U.S. legislation that’s focused on combating the Chinese regime’s state-sanctioned forced organ harvesting was approved at the committee level and is headed to the House floor.
The bill would bar entry by perpetrators to the United States and block financial transactions on U.S. soil. It also would require the U.S. secretary of state to report to Congress on organ transplant abuses committed in foreign countries.
“People are finally waking up to the brutality of the CCP,” Rep. Chris Smith (R-N.J.), the bill’s lead sponsor, said in a statement on Feb. 28, referring to the Chinese Communist Party. “We in the United States—in the medical field in particular—must examine our moral complicity in this most heinous of crimes.”
Forced organ harvesting is a lucrative trade in China, systematically carried out under state order. Doctors remove key organs from victims who are primarily prisoners of conscience, killing them in the process.
At the committee hearing, Smith cited investigations by the London-based China Tribunal, which in 2019 found that the state-sponsored abuse “has been committed for years throughout China on a significant scale,” with detained Falun Gong practitioners being the main source of organs.

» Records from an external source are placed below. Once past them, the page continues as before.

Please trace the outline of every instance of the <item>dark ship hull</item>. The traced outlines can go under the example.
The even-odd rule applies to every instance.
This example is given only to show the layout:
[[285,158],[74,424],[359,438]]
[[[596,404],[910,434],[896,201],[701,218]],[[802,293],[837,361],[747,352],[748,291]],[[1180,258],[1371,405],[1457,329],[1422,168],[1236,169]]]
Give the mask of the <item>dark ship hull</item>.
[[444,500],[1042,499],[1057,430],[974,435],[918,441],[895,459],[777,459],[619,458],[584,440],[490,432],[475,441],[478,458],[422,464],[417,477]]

The spiritual discipline, which espouses the values of truthfulness, compassion, and tolerance and involves a set of slow-moving exercises, had an estimated following of as many as 100 million people when the Beijing regime began an expansive suppression campaign in 1999 to eradicate the faith.
Smith recalled presiding over a congressional hearing about 25 years ago at which a Chinese security official testified that he and other security agents were shooting prisoners, with doctors standing ready to harvest their organs.
“That was the beginning stages,” he told NTD, a sister media outlet of The Epoch Times. “Then it went into an all-out assault, because the Chinese Communist Party realized they could make billions of dollars doing this, and they also then would have a repair kit for themselves.”
“If Xi Jinping gets sick tomorrow and needs a new lung, he will get that lung from a 28-year-old Falun Gong practitioner or perhaps an Uyghur man or woman,” Smith said, referring to the Chinese leader. Such an act, he said, is reminiscent of the medical experiments by Nazi physician Josef Mengele at Auschwitz, which are “remembered as war crimes.”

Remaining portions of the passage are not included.